Jisoo sente os pés implorarem por uma pausa; ela não cede, segue com sua série de 100 giros. Ao final, zonza — não pelos giros, afinal, bailarinas não podem ficar zonzas, mas pela dor —, ela se olha no espelho. Está sozinha na sala, gostava de ensaiar de madrugada — a solidão era sua melhor tutora.
Assume a posição preparatória, bras au repos, e ergue a cabeça. A regata preta, o body azul, a transparente meia calça, o cabelo escuro como a noite preso num coque puxado, tudo parecia perfeito. Tudo tinha de ser perfeito. Jisoo não se deixaria não ser perfeita.
Segue com mais uma série, agora com menos giros. Enquanto gira, a sala repleta de espelhos roda em sua cabeça. A sua própria figura no espelho a segue, também girando e desaparecendo a cada volta. A cada volta, parecendo se aproximar. Cada vez mais próxima e mais escura, Jisoo encara a si mesma nos microssegundos durante os giros.

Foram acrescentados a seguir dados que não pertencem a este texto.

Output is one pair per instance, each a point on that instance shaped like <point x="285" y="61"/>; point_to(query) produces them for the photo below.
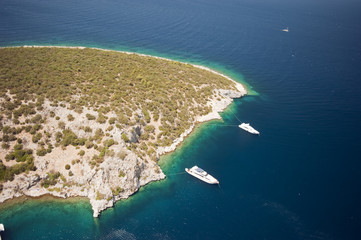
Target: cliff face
<point x="69" y="139"/>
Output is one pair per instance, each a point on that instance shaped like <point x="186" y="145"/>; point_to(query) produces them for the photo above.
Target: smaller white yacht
<point x="2" y="228"/>
<point x="202" y="175"/>
<point x="248" y="128"/>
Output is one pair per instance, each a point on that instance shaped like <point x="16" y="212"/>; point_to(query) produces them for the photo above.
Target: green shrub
<point x="36" y="137"/>
<point x="112" y="120"/>
<point x="41" y="152"/>
<point x="101" y="118"/>
<point x="88" y="129"/>
<point x="90" y="117"/>
<point x="81" y="153"/>
<point x="89" y="144"/>
<point x="5" y="146"/>
<point x="61" y="125"/>
<point x="70" y="117"/>
<point x="125" y="138"/>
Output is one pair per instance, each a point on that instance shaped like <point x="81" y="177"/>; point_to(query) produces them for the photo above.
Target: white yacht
<point x="202" y="175"/>
<point x="248" y="128"/>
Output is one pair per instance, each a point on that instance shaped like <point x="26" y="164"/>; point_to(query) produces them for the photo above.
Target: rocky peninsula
<point x="93" y="123"/>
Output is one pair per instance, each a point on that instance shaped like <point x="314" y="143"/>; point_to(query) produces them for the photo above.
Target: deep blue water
<point x="300" y="179"/>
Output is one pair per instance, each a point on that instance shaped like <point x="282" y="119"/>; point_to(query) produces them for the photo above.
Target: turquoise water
<point x="300" y="179"/>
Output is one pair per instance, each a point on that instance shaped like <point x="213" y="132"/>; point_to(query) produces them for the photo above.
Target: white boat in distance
<point x="202" y="175"/>
<point x="248" y="128"/>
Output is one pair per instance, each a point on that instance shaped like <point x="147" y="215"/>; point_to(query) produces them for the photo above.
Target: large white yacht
<point x="248" y="128"/>
<point x="202" y="175"/>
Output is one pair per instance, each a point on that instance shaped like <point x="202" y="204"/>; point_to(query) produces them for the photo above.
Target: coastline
<point x="216" y="108"/>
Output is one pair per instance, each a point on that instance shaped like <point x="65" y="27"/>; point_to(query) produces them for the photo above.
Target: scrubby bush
<point x="112" y="120"/>
<point x="41" y="152"/>
<point x="81" y="153"/>
<point x="5" y="146"/>
<point x="90" y="117"/>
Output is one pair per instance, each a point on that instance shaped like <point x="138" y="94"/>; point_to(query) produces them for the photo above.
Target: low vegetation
<point x="148" y="102"/>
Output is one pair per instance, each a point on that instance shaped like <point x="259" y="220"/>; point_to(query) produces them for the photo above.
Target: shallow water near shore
<point x="300" y="179"/>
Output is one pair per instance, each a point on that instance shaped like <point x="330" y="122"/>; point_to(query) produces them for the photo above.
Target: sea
<point x="300" y="179"/>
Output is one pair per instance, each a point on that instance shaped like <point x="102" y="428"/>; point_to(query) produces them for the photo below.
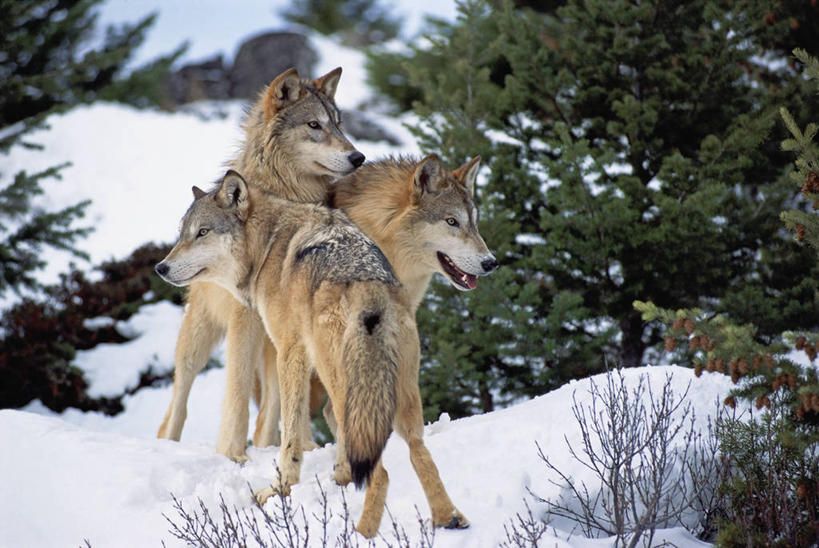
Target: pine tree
<point x="761" y="366"/>
<point x="630" y="157"/>
<point x="46" y="67"/>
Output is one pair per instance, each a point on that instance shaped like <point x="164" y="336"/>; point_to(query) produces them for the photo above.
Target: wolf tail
<point x="370" y="353"/>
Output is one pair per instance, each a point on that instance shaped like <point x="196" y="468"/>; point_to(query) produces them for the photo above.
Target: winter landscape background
<point x="72" y="477"/>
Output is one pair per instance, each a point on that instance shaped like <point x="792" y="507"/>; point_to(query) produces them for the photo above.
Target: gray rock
<point x="263" y="57"/>
<point x="197" y="81"/>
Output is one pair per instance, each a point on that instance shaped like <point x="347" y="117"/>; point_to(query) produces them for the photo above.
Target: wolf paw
<point x="309" y="445"/>
<point x="263" y="494"/>
<point x="239" y="459"/>
<point x="342" y="474"/>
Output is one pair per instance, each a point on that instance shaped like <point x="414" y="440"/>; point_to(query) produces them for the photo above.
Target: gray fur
<point x="340" y="253"/>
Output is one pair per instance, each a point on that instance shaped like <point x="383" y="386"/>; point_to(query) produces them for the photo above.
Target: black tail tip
<point x="362" y="470"/>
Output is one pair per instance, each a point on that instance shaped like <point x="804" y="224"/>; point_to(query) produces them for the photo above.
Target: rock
<point x="194" y="82"/>
<point x="263" y="57"/>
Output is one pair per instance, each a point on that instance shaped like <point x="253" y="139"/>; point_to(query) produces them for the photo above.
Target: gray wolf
<point x="294" y="148"/>
<point x="425" y="220"/>
<point x="329" y="300"/>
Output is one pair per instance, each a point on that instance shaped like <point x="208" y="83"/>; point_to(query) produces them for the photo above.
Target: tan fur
<point x="358" y="331"/>
<point x="277" y="159"/>
<point x="381" y="198"/>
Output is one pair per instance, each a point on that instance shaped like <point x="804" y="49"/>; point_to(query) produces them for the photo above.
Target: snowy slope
<point x="63" y="483"/>
<point x="79" y="475"/>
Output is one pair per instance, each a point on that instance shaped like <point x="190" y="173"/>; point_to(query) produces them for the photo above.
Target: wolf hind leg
<point x="267" y="424"/>
<point x="198" y="335"/>
<point x="244" y="358"/>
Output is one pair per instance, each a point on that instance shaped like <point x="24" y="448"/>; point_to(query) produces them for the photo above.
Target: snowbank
<point x="63" y="483"/>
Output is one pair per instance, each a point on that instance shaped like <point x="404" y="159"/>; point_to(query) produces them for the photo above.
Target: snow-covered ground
<point x="109" y="482"/>
<point x="75" y="476"/>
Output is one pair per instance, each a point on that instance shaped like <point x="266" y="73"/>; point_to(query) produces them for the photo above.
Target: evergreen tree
<point x="47" y="66"/>
<point x="358" y="22"/>
<point x="630" y="158"/>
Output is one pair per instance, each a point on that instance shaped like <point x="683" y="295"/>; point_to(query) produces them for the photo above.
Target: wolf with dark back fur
<point x="330" y="301"/>
<point x="293" y="148"/>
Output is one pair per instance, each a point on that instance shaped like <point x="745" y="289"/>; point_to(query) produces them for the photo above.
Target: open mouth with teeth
<point x="461" y="279"/>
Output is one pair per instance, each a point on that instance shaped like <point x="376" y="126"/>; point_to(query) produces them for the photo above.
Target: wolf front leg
<point x="294" y="381"/>
<point x="198" y="335"/>
<point x="244" y="356"/>
<point x="267" y="423"/>
<point x="409" y="423"/>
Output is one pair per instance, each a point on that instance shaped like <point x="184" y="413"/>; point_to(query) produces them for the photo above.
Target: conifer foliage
<point x="47" y="65"/>
<point x="630" y="156"/>
<point x="51" y="60"/>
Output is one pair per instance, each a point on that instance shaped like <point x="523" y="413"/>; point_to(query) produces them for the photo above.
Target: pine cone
<point x="800" y="232"/>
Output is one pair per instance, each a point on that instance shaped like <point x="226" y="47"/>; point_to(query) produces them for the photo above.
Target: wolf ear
<point x="427" y="178"/>
<point x="284" y="89"/>
<point x="328" y="83"/>
<point x="468" y="172"/>
<point x="233" y="191"/>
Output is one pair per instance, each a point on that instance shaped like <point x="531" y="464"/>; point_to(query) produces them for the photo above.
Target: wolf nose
<point x="356" y="158"/>
<point x="489" y="265"/>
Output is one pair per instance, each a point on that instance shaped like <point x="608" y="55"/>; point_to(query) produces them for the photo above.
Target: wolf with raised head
<point x="293" y="147"/>
<point x="330" y="302"/>
<point x="424" y="218"/>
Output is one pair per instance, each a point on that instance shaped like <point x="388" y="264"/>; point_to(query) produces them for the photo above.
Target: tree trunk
<point x="632" y="347"/>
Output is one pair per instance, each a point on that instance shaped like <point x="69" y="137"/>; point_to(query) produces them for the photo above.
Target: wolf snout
<point x="489" y="265"/>
<point x="356" y="158"/>
<point x="162" y="269"/>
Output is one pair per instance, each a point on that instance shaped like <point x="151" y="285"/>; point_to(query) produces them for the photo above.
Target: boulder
<point x="263" y="57"/>
<point x="197" y="81"/>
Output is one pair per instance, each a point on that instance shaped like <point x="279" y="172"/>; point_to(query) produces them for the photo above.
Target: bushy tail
<point x="370" y="354"/>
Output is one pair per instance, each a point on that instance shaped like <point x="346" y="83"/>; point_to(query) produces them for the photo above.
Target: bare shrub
<point x="287" y="526"/>
<point x="645" y="455"/>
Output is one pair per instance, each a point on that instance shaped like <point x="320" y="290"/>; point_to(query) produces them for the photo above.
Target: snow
<point x="216" y="27"/>
<point x="64" y="483"/>
<point x="74" y="476"/>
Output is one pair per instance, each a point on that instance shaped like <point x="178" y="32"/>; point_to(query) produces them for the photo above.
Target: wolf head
<point x="446" y="220"/>
<point x="299" y="126"/>
<point x="211" y="237"/>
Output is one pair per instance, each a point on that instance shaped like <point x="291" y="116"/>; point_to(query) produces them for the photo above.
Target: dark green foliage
<point x="762" y="370"/>
<point x="771" y="495"/>
<point x="26" y="232"/>
<point x="40" y="337"/>
<point x="47" y="66"/>
<point x="358" y="22"/>
<point x="633" y="155"/>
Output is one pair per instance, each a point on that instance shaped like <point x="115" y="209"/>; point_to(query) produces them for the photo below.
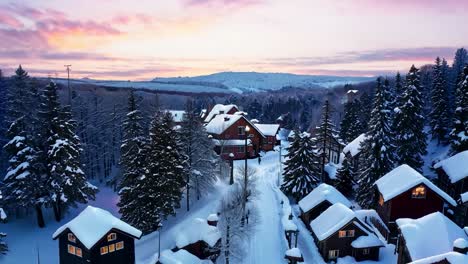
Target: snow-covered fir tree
<point x="377" y="154"/>
<point x="410" y="139"/>
<point x="202" y="161"/>
<point x="132" y="159"/>
<point x="66" y="182"/>
<point x="459" y="133"/>
<point x="301" y="172"/>
<point x="325" y="135"/>
<point x="439" y="116"/>
<point x="345" y="179"/>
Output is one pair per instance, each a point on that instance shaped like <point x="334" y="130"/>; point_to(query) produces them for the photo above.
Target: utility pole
<point x="69" y="90"/>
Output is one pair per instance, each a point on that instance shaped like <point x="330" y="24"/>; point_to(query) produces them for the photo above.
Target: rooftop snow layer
<point x="456" y="167"/>
<point x="429" y="235"/>
<point x="354" y="147"/>
<point x="219" y="109"/>
<point x="330" y="221"/>
<point x="268" y="129"/>
<point x="94" y="223"/>
<point x="198" y="230"/>
<point x="403" y="178"/>
<point x="323" y="192"/>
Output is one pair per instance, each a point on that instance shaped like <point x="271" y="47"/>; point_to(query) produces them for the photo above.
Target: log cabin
<point x="405" y="193"/>
<point x="199" y="238"/>
<point x="95" y="236"/>
<point x="230" y="133"/>
<point x="431" y="239"/>
<point x="319" y="200"/>
<point x="220" y="109"/>
<point x="339" y="232"/>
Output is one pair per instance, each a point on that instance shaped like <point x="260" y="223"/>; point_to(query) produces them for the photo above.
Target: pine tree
<point x="325" y="135"/>
<point x="132" y="158"/>
<point x="301" y="171"/>
<point x="410" y="138"/>
<point x="439" y="115"/>
<point x="66" y="183"/>
<point x="459" y="133"/>
<point x="345" y="179"/>
<point x="377" y="149"/>
<point x="201" y="158"/>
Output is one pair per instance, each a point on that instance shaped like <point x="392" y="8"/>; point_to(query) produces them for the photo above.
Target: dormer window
<point x="71" y="237"/>
<point x="419" y="192"/>
<point x="111" y="237"/>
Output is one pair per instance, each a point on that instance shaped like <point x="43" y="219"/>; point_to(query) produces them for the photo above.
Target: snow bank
<point x="456" y="167"/>
<point x="197" y="230"/>
<point x="94" y="223"/>
<point x="354" y="147"/>
<point x="403" y="178"/>
<point x="430" y="235"/>
<point x="323" y="192"/>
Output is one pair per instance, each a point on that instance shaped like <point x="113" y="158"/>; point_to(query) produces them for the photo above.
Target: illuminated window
<point x="419" y="192"/>
<point x="119" y="245"/>
<point x="79" y="253"/>
<point x="104" y="250"/>
<point x="381" y="201"/>
<point x="111" y="237"/>
<point x="71" y="249"/>
<point x="333" y="254"/>
<point x="71" y="237"/>
<point x="111" y="248"/>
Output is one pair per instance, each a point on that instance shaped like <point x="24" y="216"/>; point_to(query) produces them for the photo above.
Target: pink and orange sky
<point x="137" y="40"/>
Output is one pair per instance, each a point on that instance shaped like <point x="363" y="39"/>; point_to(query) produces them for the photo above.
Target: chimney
<point x="460" y="245"/>
<point x="213" y="219"/>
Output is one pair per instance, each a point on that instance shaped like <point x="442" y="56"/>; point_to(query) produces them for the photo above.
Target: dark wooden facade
<point x="405" y="206"/>
<point x="125" y="255"/>
<point x="343" y="244"/>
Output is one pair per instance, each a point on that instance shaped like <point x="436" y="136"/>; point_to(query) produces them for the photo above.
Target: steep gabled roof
<point x="403" y="178"/>
<point x="456" y="167"/>
<point x="321" y="193"/>
<point x="430" y="235"/>
<point x="93" y="224"/>
<point x="218" y="109"/>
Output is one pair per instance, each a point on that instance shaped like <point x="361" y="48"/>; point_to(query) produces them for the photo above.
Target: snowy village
<point x="189" y="132"/>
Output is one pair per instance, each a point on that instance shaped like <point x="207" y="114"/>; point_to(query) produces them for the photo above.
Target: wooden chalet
<point x="200" y="239"/>
<point x="405" y="193"/>
<point x="339" y="232"/>
<point x="319" y="200"/>
<point x="270" y="131"/>
<point x="431" y="239"/>
<point x="95" y="236"/>
<point x="219" y="109"/>
<point x="230" y="134"/>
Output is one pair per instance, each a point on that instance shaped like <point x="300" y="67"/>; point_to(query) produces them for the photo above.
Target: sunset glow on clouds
<point x="140" y="40"/>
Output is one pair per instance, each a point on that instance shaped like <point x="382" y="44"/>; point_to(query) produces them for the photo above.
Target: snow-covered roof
<point x="451" y="257"/>
<point x="323" y="192"/>
<point x="403" y="178"/>
<point x="429" y="235"/>
<point x="456" y="167"/>
<point x="367" y="241"/>
<point x="180" y="257"/>
<point x="197" y="230"/>
<point x="331" y="220"/>
<point x="268" y="129"/>
<point x="93" y="223"/>
<point x="177" y="115"/>
<point x="232" y="142"/>
<point x="354" y="147"/>
<point x="218" y="109"/>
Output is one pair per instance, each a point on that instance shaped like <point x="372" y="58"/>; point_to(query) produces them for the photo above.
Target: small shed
<point x="96" y="236"/>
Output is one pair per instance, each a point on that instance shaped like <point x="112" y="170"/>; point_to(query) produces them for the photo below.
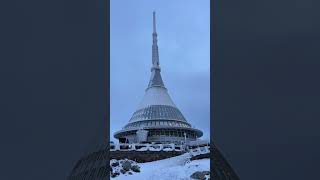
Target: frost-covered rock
<point x="135" y="168"/>
<point x="123" y="167"/>
<point x="126" y="165"/>
<point x="200" y="175"/>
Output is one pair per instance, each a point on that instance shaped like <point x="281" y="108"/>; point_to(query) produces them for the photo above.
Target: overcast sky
<point x="184" y="51"/>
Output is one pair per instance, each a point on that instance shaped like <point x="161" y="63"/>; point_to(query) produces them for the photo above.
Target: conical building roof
<point x="157" y="110"/>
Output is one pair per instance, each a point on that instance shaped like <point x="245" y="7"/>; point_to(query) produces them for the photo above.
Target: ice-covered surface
<point x="175" y="168"/>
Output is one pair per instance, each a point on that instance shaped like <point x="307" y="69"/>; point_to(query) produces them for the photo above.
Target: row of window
<point x="172" y="133"/>
<point x="157" y="112"/>
<point x="157" y="123"/>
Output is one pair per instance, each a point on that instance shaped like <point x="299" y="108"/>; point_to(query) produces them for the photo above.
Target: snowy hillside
<point x="175" y="168"/>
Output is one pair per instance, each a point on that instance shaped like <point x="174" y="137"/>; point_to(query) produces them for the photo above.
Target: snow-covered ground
<point x="175" y="168"/>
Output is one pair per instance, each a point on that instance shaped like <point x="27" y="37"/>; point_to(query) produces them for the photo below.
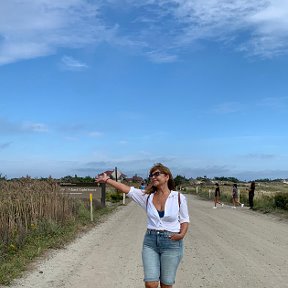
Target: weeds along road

A sensação gelada do vidro já chega perto de sua pele, ela pode sentir seu inebriante toque frio centímetros à distância. Continua, giro, giro, giro.
Seu joelho toca no vidro, a temperatura, tão mais baixa que a do corpo, lhe dá um choque. A Jisoo do espelho não se abala, portanto ela também não. Giro, giro, giro. Crack.
O sangue escorre do joelho, ela não quer parar. Giro, giro, giro.
Jisoo cai ao chão, não consegue se segurar. Giro, giro, giro. A Jisoo do espelho continua, mesmo com a rachadura no vidro.
Seus olhos frios sequer a olham agora, a bailarina sempre mantém sua cabeça alta. Ela continua os giros, cada um deles com toda a perfeição que se espera. A Jisoo do espelho não se deixa não ser perfeita, a Jisoo do espelho não falha. Jisoo jamais será perfeita como seu reflexo.